In the partisan wars of the 1790s, many of his foes had misinterpreted his disposition toward individual freedom rather than toward Hamiltonian authority as dreaminess and weakness. They would learn— quickly and unmistakably— that they were wrong. “

 Jefferson was a brilliant and important enlightenment thinker. In terms of theory on individual liberty, his writings, including the American Declaration of Independence, draw a roadmap to individual rights and liberty that reverberates through the present day. He also articulated wariness over the power of government that also resounds through history.

Yet, as Meacham’s book argues, he was also a strong, competent and brilliant real world leader. I would contend that Jefferson was likely the only genius to attain the office of President of the United States. I think that such a combination of great philosophical theory and strong and effective leadership is rare in history.

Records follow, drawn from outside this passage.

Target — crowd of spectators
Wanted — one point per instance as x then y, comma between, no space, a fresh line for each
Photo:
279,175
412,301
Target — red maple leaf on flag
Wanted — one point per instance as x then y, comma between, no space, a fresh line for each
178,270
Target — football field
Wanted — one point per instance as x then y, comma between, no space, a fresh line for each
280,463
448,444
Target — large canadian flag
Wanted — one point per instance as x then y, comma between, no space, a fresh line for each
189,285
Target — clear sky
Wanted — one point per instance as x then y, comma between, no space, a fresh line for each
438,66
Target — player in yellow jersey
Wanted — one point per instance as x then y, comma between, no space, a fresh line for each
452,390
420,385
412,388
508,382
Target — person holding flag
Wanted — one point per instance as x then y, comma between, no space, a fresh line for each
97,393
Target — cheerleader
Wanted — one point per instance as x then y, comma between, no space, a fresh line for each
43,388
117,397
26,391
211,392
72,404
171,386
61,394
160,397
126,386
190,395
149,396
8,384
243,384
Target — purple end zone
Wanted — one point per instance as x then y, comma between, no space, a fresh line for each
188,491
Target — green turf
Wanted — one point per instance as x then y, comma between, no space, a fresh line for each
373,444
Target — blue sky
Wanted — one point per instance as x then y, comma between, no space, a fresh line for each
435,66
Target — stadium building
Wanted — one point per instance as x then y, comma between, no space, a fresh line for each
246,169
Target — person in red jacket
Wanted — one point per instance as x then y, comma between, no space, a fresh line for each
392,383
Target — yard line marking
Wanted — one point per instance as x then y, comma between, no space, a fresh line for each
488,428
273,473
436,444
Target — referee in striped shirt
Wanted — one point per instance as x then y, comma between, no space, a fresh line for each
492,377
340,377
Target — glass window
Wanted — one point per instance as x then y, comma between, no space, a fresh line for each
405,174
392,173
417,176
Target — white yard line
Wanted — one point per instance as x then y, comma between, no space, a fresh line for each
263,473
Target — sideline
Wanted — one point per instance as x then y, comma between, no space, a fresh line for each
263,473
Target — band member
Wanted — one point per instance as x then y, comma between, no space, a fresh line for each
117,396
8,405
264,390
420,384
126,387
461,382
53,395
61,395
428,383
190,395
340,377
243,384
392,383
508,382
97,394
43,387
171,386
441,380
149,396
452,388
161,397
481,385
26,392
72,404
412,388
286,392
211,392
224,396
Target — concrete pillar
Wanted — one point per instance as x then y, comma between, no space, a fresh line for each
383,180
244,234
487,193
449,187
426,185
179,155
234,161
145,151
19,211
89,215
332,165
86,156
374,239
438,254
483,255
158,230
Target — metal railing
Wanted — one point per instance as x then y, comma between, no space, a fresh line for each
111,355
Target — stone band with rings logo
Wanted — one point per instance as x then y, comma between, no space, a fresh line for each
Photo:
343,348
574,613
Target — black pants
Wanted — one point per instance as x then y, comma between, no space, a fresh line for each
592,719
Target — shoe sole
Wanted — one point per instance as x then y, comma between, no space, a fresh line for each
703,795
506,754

Marcus Aurelius comes to mind. Indeed upon his retirement from the presidency Meacham writes,

“From France, the U.S. consul at Paris sent Jefferson a book about Marcus Aurelius. “ Along with the gift was a note comparing Jefferson to the Roman Emperor.

 There is so much more to this book. Jefferson’s personal life is covered in rich human detail. This account includes his liaison with Maria Cosworth as well as his relationship, which may have been coerced, with Sally Hemings. As exemplified by his relationship with Hemings, a slave that bore several of Jefferson’s children, Meacham does not shy away from Jefferson’s flaws. His record on slavery was poor, even by standards of the time. He initiated a horrendous campaign of war and forced relocation upon several Native American Tribes. He persecuted political enemies and engaged at what were at times vicious partisan rancor.

This is a great book both for readers who know little or nothing about the man as well as for those who are more familiar with his life story. The life, including the contradictions, of this great thinker are well worth exploring. Meacham has proven to be an intelligent, fair and enlightening guide.